«Rwanda, la vérité et la complexité»

Spécialiste de la région des Grands Lacs, professeur à Paris-I, expert auprès du TPI d’Arusha, André Guichaoua nous livre témoignages
et analyses sur l’une
des plus grandes tragédies
du XXe siècle.

Denis Sieffert  • 25 février 2010 abonné·es
«Rwanda, la vérité et la complexité»
© Photo : Guercia/AFP

En histoire, le dernier mot n’est jamais dit. D’autres travailleront encore sur le génocide rwandais. Peut-être même André Guichaoua lui-même. Mais, en l’état actuel, le livre de ce professeur de Paris-I, reconnu comme l’un des meilleurs spécialistes de la région des Grands Lacs, s’impose comme la plus importante somme sur le sujet. L’ouvrage ne se distingue pas seulement par la profusion des témoignages recueillis, et par la connaissance historique et sociale de l’auteur. Il vaut surtout par le positionnement et la méthode d’un chercheur résolument étranger aux polémiques et aux clans. Pour autant, ce n’est pas le livre classique du « chercheur », sans doute parce qu’André Guichaoua connaît « physiquement » le Rwanda, et qu’il était à Kigali au mois d’avril 1994. Le piège de l’hôtel des Mille Collines, où s’étaient réfugiés ceux qui tentaient d’échapper au génocide, s’est refermé sur lui comme sur des centaines d’autres. Il fait le récit des épisodes les plus tragiques dont, par la force des choses, il devient à son corps défendant acteur quand il s’agit de convaincre les assassins d’épargner des vies humaines.

Nous sommes là très loin de la froideur d’une thèse de « spécialiste ». C’est sans doute cette rencontre de l’historien et du témoin qui fait l’originalité de ton de ce livre. Après coup, une troisième fonction vient en renfort de l’auteur : celle de l’expert auprès du Tribunal pénal international d’Arusha. Dans cette position, André Guichaoua est habilité à recueillir d’innombrables témoignages. Il a accès à une masse de documents qu’il analyse et livre ici au lecteur. Il dit aussi sa déception devant les dysfonctionnements d’un appareil judiciaire politisé, aux lenteurs calculées, et pratiquant volontiers des impasses quand il faudrait enquêter aussi sur l’action des vainqueurs.
Nous avons déjà eu l’occasion d’évoquer dans un récent numéro de Politis (n° 1089) l’appréciation que l’auteur porte sur les points les plus polémiques du dossier, comme l’assassinat du président rwandais Juvénal Habyarimana, le 6 avril 1994 (il ne fait guère de doute pour lui que le coup a été fomenté par le Front patriotique rwandais, tutsi, en exil) ainsi que sur le rôle de la France, embarquée jusqu’au bout dans la logique du pire. Son propos décevra cependant les amateurs de positions binaires.

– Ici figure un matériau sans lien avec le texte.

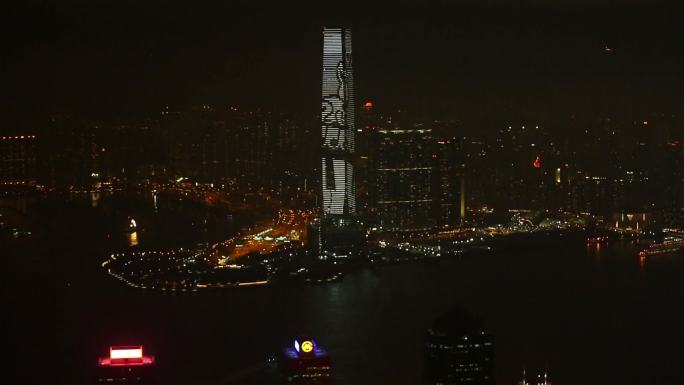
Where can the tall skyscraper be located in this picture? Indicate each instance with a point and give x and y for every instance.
(337, 123)
(338, 227)
(403, 178)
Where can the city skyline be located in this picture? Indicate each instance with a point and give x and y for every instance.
(471, 191)
(462, 60)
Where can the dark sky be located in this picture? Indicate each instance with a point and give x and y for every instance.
(462, 58)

Mais n’y revenons pas. On insistera plus particulièrement ici sur l’analyse du contexte de la tragédie : la question ethnique et les discriminations sociales, les interférences régionales (l’influence de l’Ouganda), le rôle des populations « rwandophones » au Zaïre (aujourd’hui République démocratique du Congo) et le poids des rivalités internationales : on mesure à quel point, dans la tradition coloniale, la région ne devrait guère être autre chose que le théâtre d’affrontements indirects entre grandes puissances. Mais on observe aussi que cette vision – celle des grandes puissances – est une illusion quand les acteurs locaux prennent leur autonomie. C’est peut-être là le grand mérite de l’analyse d’André Guichaoua : l’ombre des puissances coloniales est certes présente, mais les protagonistes du drame, innocents ou coupables, sont d’abord rwandais. Pour preuve, la question ethnique. André Guichaoua relève que cette grille de lecture, jadis exacerbée par le colonialisme, était paradoxalement en train de s’estomper à la fin des années 1980. Mais, en sous-main, les principaux dirigeants politiques locaux se sont gardé la possibilité de l’instrumentaliser. Ce qu’ils n’ont pas manqué de faire.
Au total, ce livre s’adresse à ceux qui veulent, autant que possible, approcher la vérité de cette tragédie. En découvrir les complexités. Sa lecture, bien sûr, modifiera leur jugement, peut-être contre eux-mêmes. Mais il ne leur interdira pas non plus de conclure différemment. Et c’est sa noblesse.